L'espulsione dall'Italia di Salma Bencharcki, la donna marocchina condannata per terrorismo internazionale assieme al marito 'il pugile dell'Isis' Abderrahim Moutaharrik,"potrebbe provocare la disgregazione del nucleo familiare con grave danno per la prole". È quanto hanno scritto i giudici della Corte d'Assise d'Appello di Milano nella sentenza con cui, lo scorso novembre, hanno ribadito la condanna a 6 anni inflitta in primo grado al campione di boxe e ridotto da 5 a 3 anni e 4 mesi la pena alla moglie.
Riconosciute alla donna le attenuanti generiche che hanno comportato la revoca della sospensione della responsabilità genitoriale stabilita in primo grado nei confronti della donna, che si trova ora ai domiciliari.
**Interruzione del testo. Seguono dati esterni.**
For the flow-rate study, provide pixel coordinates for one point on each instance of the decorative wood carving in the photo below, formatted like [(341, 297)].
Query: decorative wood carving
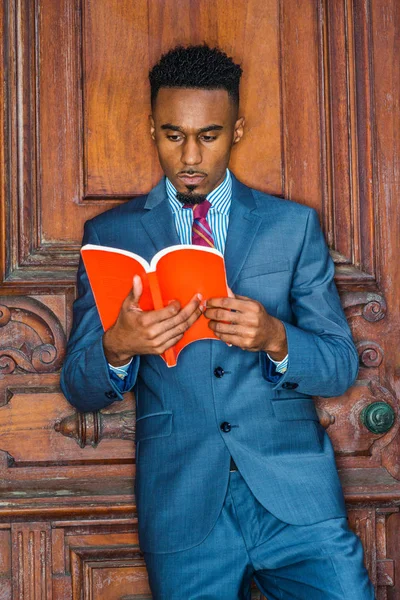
[(371, 306), (370, 353), (34, 442), (91, 428), (31, 561), (362, 522), (32, 339)]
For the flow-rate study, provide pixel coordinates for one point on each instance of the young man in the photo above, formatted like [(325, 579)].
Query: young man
[(236, 478)]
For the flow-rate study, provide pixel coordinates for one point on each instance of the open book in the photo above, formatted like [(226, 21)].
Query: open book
[(174, 273)]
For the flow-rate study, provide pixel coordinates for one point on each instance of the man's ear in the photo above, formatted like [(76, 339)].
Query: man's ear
[(238, 130), (152, 128)]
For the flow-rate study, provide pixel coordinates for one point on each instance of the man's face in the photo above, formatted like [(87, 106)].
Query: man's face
[(194, 131)]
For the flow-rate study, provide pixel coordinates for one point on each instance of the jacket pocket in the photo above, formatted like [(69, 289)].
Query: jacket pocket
[(295, 409), (264, 269), (154, 425)]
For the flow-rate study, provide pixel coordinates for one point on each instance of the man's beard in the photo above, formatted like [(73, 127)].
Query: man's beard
[(190, 197)]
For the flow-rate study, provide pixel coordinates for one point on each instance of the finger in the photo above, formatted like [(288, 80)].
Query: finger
[(227, 303), (221, 314), (169, 317), (229, 328), (137, 290), (231, 340)]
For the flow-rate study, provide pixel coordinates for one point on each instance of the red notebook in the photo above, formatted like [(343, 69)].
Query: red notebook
[(174, 273)]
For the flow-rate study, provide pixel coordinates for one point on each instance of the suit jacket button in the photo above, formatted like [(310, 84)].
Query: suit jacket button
[(219, 372), (226, 427), (288, 385)]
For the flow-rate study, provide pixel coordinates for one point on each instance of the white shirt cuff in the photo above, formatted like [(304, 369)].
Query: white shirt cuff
[(281, 365)]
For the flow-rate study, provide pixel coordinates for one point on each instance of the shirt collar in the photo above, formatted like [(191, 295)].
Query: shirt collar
[(219, 198)]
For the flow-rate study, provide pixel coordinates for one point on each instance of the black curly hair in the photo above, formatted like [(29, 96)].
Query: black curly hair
[(196, 67)]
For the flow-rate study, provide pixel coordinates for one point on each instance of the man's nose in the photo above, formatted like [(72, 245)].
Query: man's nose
[(191, 153)]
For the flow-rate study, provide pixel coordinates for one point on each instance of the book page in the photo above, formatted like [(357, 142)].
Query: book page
[(187, 270), (110, 272)]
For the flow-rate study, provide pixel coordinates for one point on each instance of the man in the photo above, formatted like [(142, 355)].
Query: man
[(236, 478)]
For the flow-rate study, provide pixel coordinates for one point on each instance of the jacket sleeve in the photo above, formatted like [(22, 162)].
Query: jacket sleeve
[(85, 377), (322, 358)]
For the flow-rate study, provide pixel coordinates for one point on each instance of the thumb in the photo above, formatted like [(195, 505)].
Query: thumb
[(137, 290)]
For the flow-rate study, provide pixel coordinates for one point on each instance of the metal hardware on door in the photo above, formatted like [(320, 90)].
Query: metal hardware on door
[(378, 417)]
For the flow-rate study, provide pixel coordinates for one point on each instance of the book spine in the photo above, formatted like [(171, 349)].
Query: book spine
[(169, 355)]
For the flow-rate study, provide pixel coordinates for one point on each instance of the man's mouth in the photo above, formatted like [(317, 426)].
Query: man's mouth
[(192, 179)]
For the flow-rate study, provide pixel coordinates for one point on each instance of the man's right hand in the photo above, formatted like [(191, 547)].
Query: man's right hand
[(147, 332)]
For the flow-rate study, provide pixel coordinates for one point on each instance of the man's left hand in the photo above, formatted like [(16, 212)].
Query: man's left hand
[(245, 323)]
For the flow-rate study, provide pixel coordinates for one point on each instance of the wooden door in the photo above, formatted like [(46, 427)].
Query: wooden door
[(321, 95)]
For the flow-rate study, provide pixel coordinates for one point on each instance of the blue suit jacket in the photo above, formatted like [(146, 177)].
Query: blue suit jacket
[(276, 254)]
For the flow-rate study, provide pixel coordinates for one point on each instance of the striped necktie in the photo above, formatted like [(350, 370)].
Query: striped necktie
[(201, 231)]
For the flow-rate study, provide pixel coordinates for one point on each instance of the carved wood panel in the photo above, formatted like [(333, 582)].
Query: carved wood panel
[(321, 95)]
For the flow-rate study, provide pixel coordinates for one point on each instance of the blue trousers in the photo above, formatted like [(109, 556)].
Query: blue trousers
[(323, 561)]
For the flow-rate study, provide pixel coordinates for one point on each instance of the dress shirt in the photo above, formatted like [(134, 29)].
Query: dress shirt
[(218, 218)]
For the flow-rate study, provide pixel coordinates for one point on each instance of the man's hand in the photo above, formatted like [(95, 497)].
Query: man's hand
[(147, 332), (245, 323)]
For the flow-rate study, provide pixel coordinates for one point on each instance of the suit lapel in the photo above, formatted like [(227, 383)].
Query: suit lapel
[(158, 221), (159, 225), (242, 229)]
I giudici hanno considerato "il ruolo subalterno della donna all'epoca dei fatti 25enne rispetto a quello assunto da Moutaharrik, tipico della cultura islamica che si desume dall'avere accettato di condividere e supportare anche il progetto di trasferirsi coi figli in Siria, nonostante questo implicasse che il marito si sarebbe sentito libero di raggiungere il martirio per porre in essere quell'attività terroristica per cui aveva ottenuto l'autorizzazione dall'Is".
"Non va trascurato - ha argomentato ancora la Corte - che i due figli della coppia vivono in Italia dove sono cresciuti finora e
dove tuttora si trovano ospitati dai nonni e che il padre dei bimbi, pur condannato a una pena più severa, essendo ormai divenuto cittadino italiano, non è suscettibile di espulsione dallo Stato".